Mängel bei der Ernennung von RichternIm Hinblick auf die Ernennungsverfahren von Richterinnen und Richtern in den Mitgliedstaaten stellt die Europäische Kommission fest, dass zwar mehrere Mitgliedstaaten, darunter Irland, Kroatien und Tschechien, Verbesserungen in die Wege geleitet haben. Die Situation in anderen Ländern gibt allerdings weiterhin Anlass zur Sorge. In Litauen steht die Ernennung des Präsidenten des Obersten Gerichtshofes mangels fester Auswahlfristen und eines dem Präsidenten der Republik insofern eingeräumten Ermessensspielraums bereits seit dem Jahr 2019 aus. Im Hinblick auf Polen verweist die Europäische Kommission auf die fortwährende Beschäftigung des EuGH und des EGMR mit rechtlich zweifelhaften Ernennungen von Richterinnen und Richtern am Obersten Gericht. Für die Ernennungen ist der Landesjustizrat zuständig, dessen politische Abhängigkeit u.a. bereits im Rahmen des Verfahrens nach Art. 7 EUV sowie diversen Vertragsverletzungs- und Vorabentscheidungsverfahren diskutiert wird. Kritisch beurteilt die Europäische Kommission auch die Situation in Bulgarien, wo höherrangige Richterpositionen extensiv im Wege von Abordnungen besetzt werden, wobei es nach wie vor an einem regelmäßigen Auswahlverfahren für Ernennungen fehlt. Ebenfalls bedenklich erscheint die in Ungarn weiterhin existierende Möglichkeit von Ermessensentscheidungen bei der Ernennung und Beförderung von Richterinnen und Richtern, einschließlich der Wahl des Präsidenten der Kuria (oberstes Gericht Ungarns), der Fallzuweisung und der Zahlungen von Boni.

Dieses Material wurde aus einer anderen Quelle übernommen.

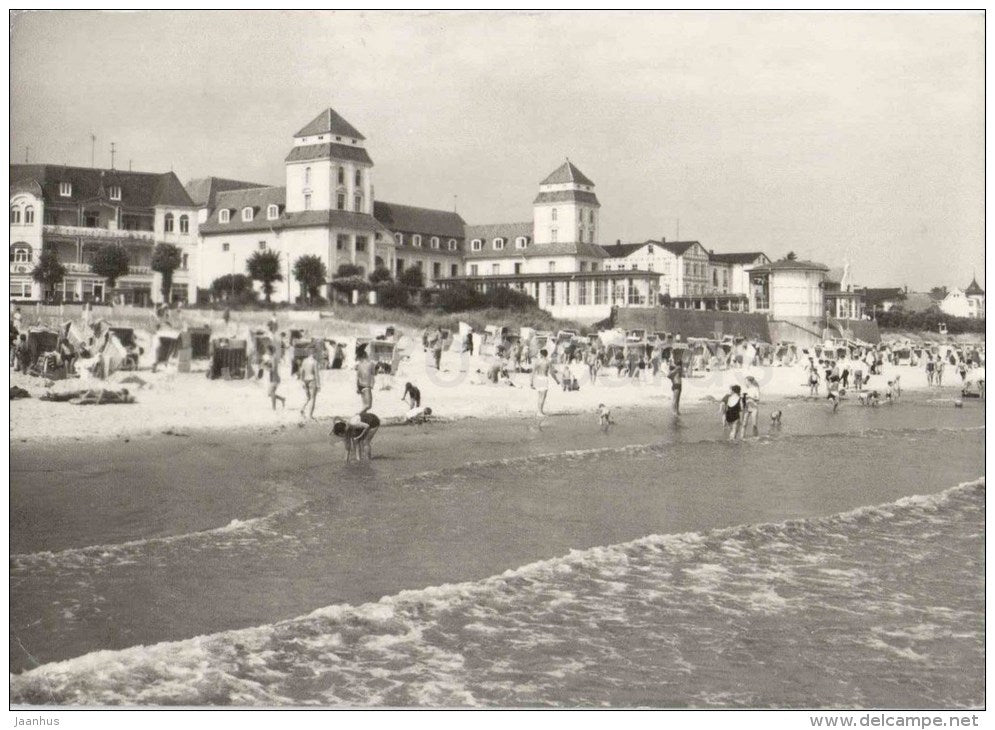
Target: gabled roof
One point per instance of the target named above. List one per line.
(736, 258)
(204, 190)
(328, 150)
(138, 189)
(559, 196)
(566, 173)
(329, 122)
(410, 219)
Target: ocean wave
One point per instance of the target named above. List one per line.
(523, 637)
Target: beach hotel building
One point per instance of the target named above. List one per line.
(554, 258)
(74, 211)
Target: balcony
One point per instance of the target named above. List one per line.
(105, 233)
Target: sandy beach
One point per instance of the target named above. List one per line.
(187, 402)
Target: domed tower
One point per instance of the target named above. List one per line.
(328, 167)
(566, 209)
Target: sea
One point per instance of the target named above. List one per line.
(836, 562)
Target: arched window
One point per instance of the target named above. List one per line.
(20, 253)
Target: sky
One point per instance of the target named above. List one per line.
(832, 135)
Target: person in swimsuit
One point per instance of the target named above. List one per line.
(412, 392)
(676, 375)
(308, 373)
(357, 434)
(732, 407)
(539, 380)
(365, 376)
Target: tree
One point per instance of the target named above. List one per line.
(49, 272)
(412, 277)
(166, 258)
(111, 261)
(264, 267)
(345, 270)
(380, 275)
(310, 272)
(230, 286)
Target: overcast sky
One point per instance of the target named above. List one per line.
(808, 132)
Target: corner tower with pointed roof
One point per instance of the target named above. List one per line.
(328, 167)
(566, 209)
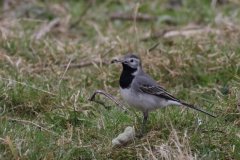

Mit Blick auf Deutschland nimmt die Europäische Kommission dagegen wohlwollend zur Kenntnis, dass das Erfordernis einer einschlägigen Erfahrung als Auswahlkriterium für Vorsitzende Richterinnen und Richter an den Bundesgerichten wieder eingeführt worden ist, nachdem die zwischenzeitliche Abschaffung dieser Voraussetzung auf breite Kritik gestoßen war. Angesprochen wird auch die Tendenz zur Einführung systematischer Sicherheitsüberprüfungen als Voraussetzung für die Ernennung in das Richteramt. Die Europäische Kommission weist insofern auf die Sensibilität der Unabhängigkeit der Justiz hin, insbesondere, wenn solche Sicherheitsüberprüfungen nicht von den Selbstverwaltungseinrichtungen der Justiz selbst, sondern von einer externen Stelle durchgeführt werden.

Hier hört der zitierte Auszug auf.